Having completed all startup testing of components and systems, the Waste Treatment and Immobilization Plant (WTP) at the Hanford Site near Richland, Wash., has moved to the commissioning phase, the Department of Energy’s Office of Environmental Management (EM) announced last week. During the commissioning phase, the final steps will be taken to prepare for the vitrification of radioactive and chemical waste as part of Hanford’s Direct-Feed Low-Activity Waste (DFLAW) program.
“It was a huge milestone for the startup team to transfer the final DFLAW systems to the care, custody, and control of plant management,” said Valerie McCain, project director and senior vice president for Bechtel National, the prime contractor designing, building, and commissioning the WTP. “We are in the final phase of our preparations to start vitrifying waste.”

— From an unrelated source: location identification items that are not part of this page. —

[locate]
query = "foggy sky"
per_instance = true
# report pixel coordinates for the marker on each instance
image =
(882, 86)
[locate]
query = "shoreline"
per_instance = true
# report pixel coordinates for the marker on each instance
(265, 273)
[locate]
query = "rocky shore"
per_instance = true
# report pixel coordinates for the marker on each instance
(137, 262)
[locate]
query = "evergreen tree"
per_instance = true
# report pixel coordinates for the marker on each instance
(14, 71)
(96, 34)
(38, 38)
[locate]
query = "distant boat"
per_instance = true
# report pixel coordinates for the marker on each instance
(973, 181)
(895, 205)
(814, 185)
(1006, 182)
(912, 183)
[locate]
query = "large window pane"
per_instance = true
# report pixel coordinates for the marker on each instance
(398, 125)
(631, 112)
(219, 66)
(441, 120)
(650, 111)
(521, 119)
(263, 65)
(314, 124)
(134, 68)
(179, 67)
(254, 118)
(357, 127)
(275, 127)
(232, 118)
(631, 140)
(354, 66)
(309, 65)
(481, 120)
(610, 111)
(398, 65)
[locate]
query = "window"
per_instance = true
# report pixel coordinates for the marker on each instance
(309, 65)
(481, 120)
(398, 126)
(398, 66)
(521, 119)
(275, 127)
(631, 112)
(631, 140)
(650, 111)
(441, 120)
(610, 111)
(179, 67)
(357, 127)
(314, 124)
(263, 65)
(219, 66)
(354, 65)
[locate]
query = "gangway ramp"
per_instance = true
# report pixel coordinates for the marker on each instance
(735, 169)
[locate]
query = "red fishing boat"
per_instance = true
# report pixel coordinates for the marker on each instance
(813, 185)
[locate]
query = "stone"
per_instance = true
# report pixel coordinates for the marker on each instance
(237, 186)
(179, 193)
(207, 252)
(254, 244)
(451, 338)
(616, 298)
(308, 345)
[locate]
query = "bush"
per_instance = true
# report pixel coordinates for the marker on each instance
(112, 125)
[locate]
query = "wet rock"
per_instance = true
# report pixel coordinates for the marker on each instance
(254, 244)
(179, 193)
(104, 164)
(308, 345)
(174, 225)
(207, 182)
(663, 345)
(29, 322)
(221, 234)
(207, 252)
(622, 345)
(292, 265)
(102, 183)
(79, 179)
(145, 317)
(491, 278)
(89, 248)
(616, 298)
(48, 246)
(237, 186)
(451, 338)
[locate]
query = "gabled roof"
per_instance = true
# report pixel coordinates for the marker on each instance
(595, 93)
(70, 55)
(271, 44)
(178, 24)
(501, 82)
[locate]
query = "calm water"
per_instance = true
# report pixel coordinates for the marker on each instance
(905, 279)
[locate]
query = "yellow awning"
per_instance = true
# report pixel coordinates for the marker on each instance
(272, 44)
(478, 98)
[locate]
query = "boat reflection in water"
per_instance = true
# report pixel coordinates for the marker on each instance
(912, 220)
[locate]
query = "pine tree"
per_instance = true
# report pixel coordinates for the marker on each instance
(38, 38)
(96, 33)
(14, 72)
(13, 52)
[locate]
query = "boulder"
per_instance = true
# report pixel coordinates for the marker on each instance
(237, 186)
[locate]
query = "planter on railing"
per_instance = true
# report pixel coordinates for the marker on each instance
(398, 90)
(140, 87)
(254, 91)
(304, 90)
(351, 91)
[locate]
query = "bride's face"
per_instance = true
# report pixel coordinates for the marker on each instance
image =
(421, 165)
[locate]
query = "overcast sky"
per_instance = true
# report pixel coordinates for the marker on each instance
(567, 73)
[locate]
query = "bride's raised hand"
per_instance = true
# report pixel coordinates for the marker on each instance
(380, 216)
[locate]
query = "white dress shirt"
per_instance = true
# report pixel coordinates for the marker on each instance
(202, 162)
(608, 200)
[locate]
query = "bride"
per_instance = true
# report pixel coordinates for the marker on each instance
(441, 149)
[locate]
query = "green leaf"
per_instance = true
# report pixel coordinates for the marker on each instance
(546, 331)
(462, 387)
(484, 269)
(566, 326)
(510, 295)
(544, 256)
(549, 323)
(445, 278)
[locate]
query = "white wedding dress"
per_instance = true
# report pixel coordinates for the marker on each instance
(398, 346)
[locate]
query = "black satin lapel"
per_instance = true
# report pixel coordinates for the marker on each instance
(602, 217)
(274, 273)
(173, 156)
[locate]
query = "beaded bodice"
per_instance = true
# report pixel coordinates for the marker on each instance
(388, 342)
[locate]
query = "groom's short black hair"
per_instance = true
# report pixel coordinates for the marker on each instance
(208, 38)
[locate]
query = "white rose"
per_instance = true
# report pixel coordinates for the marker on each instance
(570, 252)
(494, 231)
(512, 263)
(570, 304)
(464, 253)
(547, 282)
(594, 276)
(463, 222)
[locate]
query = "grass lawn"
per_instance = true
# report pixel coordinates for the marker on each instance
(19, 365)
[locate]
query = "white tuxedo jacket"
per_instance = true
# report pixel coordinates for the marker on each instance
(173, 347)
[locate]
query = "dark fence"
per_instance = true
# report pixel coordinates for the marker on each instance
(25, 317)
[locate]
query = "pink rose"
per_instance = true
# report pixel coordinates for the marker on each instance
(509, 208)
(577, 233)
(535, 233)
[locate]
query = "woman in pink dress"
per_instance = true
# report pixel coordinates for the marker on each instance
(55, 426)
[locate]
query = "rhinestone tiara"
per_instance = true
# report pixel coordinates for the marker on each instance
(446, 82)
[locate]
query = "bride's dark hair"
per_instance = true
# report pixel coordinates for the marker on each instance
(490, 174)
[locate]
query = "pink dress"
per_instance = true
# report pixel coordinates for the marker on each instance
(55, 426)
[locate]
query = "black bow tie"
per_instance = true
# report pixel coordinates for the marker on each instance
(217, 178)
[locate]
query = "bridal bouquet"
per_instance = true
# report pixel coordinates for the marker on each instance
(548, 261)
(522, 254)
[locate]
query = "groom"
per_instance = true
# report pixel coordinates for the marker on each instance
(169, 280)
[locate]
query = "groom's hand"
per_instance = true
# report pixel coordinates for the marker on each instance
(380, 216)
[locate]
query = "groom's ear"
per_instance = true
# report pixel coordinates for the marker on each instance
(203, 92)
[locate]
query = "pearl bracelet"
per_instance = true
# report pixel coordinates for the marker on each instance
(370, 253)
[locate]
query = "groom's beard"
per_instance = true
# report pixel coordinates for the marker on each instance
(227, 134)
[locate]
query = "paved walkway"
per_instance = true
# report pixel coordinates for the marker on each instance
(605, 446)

The WTP facilities can be viewed interactively using the DOE’s self-guided Hanford Virtual Tour.
DFLAW: A system of interdependent projects and infrastructure improvements, DFLAW begins with the Tank-Side Cesium Removal System, a pretreatment system that will filter out suspended solids and remove radioactive cesium to produce low-activity waste feed from tank waste liquid. The waste will then be sent to the WTP’s Low-Activity Waste Facility, where the waste and glass-forming materials will be mixed in two large melters. The resulting vitrified waste will be poured into stainless steel containers and transported to the site’s Integrated Disposal Facility for disposal.
He said it: Mat Irwin, EM Office of River Protection deputy assistant manager for the WTP, said, “With the completion of startup testing, we can focus on commissioning and establishing the operating culture necessary to safely begin a new era of operations at Hanford. All contractors are driving toward 24/7 operations to ensure we can operate the plant successfully.”